Дело в том, что долгие годы папаша был знаменосцем. Сначала в рабочем кружке, а позже в организации социал-демократов, когда такая появилась у нас. Все это было еще до первой мировой войны. И каждый, кто видывал тогда нашего папашу, рассказывает, что не встречал более представительного знаменосца: флаг в руках - это ведь не палка, с которой идут в лес за орехами, и не церковная хоругвь, что свободно колышется над головами. "Наш красный флаг, - частенько говаривал папаша, - это вещь дорогая, священная.

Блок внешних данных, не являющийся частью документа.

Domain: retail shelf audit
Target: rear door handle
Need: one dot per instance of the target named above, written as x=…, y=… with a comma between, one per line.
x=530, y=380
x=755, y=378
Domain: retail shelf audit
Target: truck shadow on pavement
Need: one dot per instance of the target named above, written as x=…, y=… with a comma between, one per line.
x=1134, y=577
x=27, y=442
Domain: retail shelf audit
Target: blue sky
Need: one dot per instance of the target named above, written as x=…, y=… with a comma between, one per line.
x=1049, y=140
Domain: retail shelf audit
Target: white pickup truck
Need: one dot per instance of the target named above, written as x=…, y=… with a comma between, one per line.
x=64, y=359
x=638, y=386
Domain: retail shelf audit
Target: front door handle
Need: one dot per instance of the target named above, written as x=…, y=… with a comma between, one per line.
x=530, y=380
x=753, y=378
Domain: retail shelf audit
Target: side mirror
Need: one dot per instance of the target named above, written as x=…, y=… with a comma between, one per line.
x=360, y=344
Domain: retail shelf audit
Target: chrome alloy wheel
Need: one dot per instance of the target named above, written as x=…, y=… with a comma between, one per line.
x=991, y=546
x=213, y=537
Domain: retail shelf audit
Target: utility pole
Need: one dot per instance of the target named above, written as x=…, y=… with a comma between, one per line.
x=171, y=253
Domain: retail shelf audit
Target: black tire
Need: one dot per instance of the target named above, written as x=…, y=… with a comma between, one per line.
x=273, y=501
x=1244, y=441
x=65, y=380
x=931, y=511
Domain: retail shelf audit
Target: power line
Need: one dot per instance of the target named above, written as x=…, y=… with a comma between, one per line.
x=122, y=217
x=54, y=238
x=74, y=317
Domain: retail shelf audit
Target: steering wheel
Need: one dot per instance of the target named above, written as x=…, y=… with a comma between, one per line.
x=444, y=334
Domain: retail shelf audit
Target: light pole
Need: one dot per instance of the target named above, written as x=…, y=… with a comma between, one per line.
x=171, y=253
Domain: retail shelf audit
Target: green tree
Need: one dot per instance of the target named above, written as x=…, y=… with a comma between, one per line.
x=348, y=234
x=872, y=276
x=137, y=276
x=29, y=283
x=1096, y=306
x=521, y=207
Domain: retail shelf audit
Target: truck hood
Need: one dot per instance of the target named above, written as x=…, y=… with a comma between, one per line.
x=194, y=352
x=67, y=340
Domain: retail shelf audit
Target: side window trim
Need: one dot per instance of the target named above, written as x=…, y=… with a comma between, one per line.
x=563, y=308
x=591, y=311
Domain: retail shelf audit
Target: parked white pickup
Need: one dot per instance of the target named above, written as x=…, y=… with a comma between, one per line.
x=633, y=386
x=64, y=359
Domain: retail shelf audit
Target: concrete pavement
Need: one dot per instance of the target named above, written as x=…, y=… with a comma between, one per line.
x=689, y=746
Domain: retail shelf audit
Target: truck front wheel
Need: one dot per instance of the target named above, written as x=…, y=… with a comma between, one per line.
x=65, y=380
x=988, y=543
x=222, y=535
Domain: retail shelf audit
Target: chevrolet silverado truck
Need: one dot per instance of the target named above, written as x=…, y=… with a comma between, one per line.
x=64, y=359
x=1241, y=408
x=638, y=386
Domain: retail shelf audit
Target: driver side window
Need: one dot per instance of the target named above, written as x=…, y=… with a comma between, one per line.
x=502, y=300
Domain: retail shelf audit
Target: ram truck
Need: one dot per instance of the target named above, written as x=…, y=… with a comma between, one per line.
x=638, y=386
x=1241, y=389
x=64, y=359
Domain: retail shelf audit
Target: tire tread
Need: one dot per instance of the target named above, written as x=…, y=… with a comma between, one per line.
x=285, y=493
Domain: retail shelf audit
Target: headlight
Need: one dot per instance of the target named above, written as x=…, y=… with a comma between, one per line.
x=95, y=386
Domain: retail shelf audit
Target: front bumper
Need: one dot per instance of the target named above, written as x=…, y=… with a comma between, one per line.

Его красный цвет - это пролитая рабочая кровь. С красным флагом, голубчик, ты должен держаться так, словно идешь в бой, чтобы зажечь сердца тех, кто шагает вслед за тобой. Ты должен быть, как живое изваяние: голова поднята, взгляд устремлен вперед, шаг твердый и четкий, хотя бы жандармы стояли перед тобой. И руки твои должны чувствовать, что они держат именно флаг. Нельзя допустить, чтобы он висел безжизненно и нескладно, словно пиджак на вешалке. Не-е-т! Он должен свободно развеваться по ветру, так, чтобы сами собой образовались красивые складки, так, чтобы красный шелк казался живым, как огонь, как кровь…
Так вот, в продолжение двадцати лет папаша на демонстрациях, на праздновании Первого мая шел впереди с красным рабочим флагом в руках. Сколько раз гонялись за ним жандармы, сколько раз упрятывали его в тюрьму!.. Но никому не удавалось выхватить из его рук красный флаг. И сейчас еще, например, вспоминают ребята, как в восемнадцатом году, когда шахтеры провозгласили в нашем городке республику, папаша прошел с флагом сквозь целый кордон солдат (одни чужаки, говорят, были эти солдаты) и увлек за собой всех, кто струсил было при виде винтовок. А в двадцать первом году, после того как мы, Хоуры, пошли за Третьим Интернационалом и порвали с социал-демократами, у папаши пытались отнять флаг…
Двадцать лет этот флаг находился в нашем доме. Папаша ни за что не соглашался оставлять его в помещении союза - в трактире.
"Не место рабочему флагу в трактире, где гуляют да пьют. Под крышей дома рабочего - вот где он должен храниться", - так говорил папаша. И товарищи согласились с ним. Дома папаша специально оборудовал небольшую каморку для флага. И как оборудовал! Она была чисто убрана, побелена, на стенах висели портреты Маркса и Энгельса и еще одна картина - не помню уж чья! - изображавшая, как Свобода ведет народ на баррикады. Не знаю, поверите ли вы, но в эту каморку папаша никогда не входил в шапке. На полочках у него лежали старые газеты - "Заря", "Право", "Сентябрь", рабочие календари, брошюры, песенники. Но если, сохрани бог, мать пробовала припрятать в каморке что-нибудь из домашних вещей, тут начиналась гроза… Настоящая гроза, должен вам сказать, хотя вообще-то наш папаша - большой добряк.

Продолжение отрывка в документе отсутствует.